All in the Family: Faulty Gene Can Lead to Brain Disease
A gene that helps proteins migrate in and out of the cell's nucleus can mutate and put some families at higher risk for the degenerative brain disease acute necrotizing encephalopathy (ANE).
That is the conclusion of a study led by a researcher from Cincinnati Children’s Hospital Medical Center that was published in the January 9, 2009 issue of American Journal of Human Genetics.
Researchers investigated cases where otherwise healthy children developed ANE soon after contracting common childhood infections like flu. ANE is known for causing neurologic injury; it progresses rapidly with symptoms that include cough, vomiting and diarrhea along with neurologic dysfunction, alteration of consciousness and seizures. ANE is often fatal, or can lead to long-term health problems.

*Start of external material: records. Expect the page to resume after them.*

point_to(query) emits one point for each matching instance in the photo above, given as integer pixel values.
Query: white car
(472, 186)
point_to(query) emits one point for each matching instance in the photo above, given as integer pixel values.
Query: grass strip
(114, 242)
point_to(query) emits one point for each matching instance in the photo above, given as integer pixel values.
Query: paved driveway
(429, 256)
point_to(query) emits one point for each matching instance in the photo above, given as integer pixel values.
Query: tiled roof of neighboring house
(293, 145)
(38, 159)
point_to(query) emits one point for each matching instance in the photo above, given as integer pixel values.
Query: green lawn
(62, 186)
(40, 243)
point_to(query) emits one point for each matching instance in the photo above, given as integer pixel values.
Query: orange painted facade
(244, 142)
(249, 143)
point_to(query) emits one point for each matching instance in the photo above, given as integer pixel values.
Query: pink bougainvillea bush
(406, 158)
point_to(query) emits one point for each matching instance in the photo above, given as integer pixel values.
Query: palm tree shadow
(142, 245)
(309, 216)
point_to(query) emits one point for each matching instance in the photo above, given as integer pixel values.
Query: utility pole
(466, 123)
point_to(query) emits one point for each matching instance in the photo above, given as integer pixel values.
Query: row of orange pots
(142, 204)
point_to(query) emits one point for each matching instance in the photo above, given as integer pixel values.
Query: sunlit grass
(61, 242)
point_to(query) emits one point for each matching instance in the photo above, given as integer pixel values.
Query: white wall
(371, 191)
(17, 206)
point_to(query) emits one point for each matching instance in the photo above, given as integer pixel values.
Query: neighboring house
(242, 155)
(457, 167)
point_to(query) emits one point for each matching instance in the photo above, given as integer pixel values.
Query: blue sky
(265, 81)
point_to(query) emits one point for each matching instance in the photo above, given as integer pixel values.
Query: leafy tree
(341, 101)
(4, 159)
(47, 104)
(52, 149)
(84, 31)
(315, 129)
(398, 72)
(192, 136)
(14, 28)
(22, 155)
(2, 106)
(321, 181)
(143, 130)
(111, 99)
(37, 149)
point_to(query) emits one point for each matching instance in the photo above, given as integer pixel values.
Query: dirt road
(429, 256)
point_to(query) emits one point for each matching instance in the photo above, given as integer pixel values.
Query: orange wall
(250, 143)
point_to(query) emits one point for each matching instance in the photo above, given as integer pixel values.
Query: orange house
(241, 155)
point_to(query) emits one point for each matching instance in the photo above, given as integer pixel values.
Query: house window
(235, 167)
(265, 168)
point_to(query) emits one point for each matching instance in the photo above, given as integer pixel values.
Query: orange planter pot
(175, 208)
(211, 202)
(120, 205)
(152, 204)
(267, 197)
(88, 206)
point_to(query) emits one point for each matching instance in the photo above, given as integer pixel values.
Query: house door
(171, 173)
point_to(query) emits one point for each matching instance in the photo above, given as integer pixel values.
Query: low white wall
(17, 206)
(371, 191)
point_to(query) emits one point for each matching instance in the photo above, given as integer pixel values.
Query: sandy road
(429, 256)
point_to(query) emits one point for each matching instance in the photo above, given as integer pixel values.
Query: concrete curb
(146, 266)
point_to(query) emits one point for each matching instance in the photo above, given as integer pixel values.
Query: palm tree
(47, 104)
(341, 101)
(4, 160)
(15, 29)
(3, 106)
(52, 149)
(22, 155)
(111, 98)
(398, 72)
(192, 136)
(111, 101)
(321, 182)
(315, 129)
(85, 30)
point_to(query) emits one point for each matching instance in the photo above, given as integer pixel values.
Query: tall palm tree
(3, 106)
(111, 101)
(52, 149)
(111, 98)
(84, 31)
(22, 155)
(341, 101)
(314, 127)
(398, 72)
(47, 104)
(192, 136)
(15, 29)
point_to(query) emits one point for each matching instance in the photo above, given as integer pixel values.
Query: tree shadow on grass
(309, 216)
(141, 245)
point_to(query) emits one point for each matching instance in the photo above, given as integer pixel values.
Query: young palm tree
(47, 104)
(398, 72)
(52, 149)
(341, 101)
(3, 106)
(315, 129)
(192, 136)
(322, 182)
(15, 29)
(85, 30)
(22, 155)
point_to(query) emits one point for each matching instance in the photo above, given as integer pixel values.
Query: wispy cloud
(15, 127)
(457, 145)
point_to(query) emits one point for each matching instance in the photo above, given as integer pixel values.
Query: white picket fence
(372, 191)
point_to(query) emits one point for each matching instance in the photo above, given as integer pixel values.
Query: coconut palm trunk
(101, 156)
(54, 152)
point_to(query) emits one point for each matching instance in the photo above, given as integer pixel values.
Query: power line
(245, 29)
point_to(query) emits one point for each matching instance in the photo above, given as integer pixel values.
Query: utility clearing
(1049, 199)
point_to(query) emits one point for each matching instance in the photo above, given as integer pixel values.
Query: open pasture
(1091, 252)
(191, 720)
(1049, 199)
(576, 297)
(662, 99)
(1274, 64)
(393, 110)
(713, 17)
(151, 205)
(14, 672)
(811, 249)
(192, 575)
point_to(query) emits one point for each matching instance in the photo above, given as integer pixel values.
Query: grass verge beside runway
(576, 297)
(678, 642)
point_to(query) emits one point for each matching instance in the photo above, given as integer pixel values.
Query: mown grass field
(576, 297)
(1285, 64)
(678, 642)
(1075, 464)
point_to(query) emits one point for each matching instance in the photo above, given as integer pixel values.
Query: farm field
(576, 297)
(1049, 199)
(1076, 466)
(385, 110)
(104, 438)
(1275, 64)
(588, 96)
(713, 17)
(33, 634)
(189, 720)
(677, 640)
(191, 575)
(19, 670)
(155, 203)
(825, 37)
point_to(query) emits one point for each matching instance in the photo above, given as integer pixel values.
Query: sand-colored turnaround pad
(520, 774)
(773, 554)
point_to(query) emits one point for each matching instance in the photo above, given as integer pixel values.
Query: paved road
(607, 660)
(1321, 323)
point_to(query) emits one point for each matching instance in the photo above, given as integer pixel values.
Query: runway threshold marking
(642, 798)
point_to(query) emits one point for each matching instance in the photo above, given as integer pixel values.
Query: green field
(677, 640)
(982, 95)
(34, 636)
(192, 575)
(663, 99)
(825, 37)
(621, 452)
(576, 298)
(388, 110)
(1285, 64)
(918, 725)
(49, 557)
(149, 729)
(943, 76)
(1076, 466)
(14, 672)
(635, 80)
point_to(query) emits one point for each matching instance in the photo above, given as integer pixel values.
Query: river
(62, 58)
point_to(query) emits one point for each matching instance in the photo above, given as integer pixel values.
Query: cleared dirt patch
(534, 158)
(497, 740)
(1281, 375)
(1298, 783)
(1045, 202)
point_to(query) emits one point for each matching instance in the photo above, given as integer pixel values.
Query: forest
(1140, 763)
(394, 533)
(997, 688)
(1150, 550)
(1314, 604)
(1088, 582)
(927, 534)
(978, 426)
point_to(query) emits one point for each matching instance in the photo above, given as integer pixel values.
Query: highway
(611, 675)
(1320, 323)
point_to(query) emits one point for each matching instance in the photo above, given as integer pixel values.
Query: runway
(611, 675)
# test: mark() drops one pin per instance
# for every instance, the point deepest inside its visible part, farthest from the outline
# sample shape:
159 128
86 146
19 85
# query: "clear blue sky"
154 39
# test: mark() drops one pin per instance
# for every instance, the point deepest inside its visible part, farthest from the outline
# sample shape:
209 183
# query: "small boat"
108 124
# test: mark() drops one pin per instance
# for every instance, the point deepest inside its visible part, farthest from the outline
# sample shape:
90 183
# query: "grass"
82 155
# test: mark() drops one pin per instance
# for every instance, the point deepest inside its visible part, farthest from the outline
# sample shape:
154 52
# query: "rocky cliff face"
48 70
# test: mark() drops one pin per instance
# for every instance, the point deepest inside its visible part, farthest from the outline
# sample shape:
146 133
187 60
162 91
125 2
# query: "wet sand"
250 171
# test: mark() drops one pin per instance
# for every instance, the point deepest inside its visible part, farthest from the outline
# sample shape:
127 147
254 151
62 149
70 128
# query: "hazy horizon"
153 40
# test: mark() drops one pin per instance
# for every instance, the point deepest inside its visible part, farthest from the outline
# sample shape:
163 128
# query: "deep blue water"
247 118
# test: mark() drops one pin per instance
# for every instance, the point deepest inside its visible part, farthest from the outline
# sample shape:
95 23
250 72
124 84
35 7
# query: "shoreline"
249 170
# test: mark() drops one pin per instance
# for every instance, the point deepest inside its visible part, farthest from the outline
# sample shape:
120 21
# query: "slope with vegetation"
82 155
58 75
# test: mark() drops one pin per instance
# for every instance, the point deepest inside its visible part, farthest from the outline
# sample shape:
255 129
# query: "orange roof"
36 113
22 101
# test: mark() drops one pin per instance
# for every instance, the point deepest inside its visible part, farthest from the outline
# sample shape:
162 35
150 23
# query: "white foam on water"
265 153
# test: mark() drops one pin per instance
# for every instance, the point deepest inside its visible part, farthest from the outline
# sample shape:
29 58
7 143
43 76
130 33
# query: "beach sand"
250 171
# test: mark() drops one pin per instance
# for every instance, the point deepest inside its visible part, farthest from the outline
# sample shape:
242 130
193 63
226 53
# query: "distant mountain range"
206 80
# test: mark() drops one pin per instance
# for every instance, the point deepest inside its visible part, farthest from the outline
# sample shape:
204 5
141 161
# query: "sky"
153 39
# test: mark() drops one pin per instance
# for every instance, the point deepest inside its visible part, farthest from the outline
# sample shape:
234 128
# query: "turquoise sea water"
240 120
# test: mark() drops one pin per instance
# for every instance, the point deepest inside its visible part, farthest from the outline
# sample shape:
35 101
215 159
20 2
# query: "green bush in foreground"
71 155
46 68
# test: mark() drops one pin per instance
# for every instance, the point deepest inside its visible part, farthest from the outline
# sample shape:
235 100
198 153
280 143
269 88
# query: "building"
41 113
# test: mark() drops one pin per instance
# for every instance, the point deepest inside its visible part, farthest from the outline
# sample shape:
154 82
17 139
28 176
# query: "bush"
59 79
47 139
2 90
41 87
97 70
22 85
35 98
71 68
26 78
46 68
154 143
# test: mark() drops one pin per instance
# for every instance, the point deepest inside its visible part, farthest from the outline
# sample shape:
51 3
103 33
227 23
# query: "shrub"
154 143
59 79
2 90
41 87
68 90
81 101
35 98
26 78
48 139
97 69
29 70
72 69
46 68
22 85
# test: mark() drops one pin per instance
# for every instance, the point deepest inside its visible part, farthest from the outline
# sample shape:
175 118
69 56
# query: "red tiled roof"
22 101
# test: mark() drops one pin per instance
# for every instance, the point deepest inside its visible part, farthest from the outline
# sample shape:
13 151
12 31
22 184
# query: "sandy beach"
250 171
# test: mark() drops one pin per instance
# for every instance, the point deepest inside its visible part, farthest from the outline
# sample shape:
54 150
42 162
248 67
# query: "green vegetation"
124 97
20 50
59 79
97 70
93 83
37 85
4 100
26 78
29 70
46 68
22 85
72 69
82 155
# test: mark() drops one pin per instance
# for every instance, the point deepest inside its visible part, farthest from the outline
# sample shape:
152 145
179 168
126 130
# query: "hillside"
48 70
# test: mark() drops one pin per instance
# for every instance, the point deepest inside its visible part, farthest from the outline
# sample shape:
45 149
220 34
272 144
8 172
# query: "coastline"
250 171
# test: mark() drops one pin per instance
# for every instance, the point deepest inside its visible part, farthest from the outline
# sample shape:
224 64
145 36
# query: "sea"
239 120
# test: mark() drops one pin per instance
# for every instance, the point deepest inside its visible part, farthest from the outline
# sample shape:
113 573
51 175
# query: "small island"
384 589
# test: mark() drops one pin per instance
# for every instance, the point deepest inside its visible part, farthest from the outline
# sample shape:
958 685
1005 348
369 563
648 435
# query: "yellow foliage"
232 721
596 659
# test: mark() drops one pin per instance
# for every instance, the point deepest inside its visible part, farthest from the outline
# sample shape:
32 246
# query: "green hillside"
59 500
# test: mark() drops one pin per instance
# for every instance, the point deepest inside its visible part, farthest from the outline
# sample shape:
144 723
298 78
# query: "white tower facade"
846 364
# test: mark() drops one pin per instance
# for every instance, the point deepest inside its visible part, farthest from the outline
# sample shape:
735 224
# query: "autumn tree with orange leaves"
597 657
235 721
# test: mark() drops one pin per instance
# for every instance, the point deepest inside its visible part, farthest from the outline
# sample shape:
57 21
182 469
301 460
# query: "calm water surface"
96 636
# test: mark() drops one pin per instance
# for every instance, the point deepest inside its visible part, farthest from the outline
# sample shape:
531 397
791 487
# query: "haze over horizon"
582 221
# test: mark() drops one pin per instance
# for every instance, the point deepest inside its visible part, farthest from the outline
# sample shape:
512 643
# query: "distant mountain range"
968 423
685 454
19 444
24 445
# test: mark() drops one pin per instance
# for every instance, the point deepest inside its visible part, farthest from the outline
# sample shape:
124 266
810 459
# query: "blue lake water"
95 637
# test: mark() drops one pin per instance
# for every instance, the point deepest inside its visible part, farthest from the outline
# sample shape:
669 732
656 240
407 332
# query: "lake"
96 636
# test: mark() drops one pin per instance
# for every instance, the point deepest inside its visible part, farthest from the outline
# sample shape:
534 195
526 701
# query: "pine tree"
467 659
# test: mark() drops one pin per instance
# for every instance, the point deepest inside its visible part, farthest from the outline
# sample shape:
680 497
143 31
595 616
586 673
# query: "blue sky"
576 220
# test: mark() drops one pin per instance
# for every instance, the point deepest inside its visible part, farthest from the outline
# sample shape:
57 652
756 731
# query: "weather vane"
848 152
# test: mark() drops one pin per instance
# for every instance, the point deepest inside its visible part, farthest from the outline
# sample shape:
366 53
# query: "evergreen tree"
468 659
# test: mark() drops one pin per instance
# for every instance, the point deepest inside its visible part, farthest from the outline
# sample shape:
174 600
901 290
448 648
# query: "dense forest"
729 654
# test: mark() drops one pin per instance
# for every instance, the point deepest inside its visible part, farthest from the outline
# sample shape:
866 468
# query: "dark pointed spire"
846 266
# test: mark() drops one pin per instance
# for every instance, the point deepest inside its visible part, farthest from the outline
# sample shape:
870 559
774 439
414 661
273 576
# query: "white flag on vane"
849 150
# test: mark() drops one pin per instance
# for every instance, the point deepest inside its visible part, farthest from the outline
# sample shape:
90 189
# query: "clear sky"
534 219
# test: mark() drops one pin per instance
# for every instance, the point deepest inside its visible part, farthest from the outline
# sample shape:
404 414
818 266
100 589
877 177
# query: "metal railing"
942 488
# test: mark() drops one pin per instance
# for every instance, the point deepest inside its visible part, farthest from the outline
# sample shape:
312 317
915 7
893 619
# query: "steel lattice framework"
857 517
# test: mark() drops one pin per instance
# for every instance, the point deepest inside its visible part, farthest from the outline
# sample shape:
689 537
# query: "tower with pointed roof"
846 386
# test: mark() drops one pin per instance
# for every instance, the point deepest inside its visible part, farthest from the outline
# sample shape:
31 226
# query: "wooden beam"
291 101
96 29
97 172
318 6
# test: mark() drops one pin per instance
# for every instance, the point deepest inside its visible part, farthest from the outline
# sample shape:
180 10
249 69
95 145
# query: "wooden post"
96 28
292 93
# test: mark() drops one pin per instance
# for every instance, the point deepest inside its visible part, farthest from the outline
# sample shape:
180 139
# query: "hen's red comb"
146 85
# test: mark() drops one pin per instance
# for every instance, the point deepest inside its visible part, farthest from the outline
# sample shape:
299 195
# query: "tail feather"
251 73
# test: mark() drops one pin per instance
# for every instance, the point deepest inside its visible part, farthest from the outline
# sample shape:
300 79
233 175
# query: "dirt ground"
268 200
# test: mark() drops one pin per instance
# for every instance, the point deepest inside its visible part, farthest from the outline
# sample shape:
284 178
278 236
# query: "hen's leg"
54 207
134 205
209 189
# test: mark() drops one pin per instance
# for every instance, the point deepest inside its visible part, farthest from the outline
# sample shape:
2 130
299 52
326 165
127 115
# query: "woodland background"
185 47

The study showed the children who developed ANE had mutations of the RANBP2 gene, a gene important to cell function. Other members of the children's families also carried the same mutation, said lead investigator Derek Neilson, MD, of the Division of Human Genetics at Cincinnati Children's.
How the mutation leads to ANE in predisposed families and individuals is still unclear, according to the research team, which included investigators from 30 institutions in the US and overseas.
The gene mutation in itself is insufficient to cause full-blown ANE1. Additional genetic and environmental factors – such as the biological route the virus takes and a person's nutritional status – may also be important considerations.
"This study opens new avenues of research, especially our unexpected finding that a missense mutation in part of the nuclear pore predisposes individuals to infection-triggered neurologic disease," said Dr. Neilson. "In order to prevent or lessen the neurological damage caused by ANE, it's important to determine how missense mutations in RANBP2 predispose certain people to the disease."
In a missense gene mutation, the gene's DNA is reconfigured so that certain amino acids are replaced, one for another. This change can remove a protein's function or, theoretically, set off biological chain reactions that lead to disease.
Funding support for the study came from the National Institutes of Health, the Howard Hughes Medical Institute and the Burroughs Welcome Fund.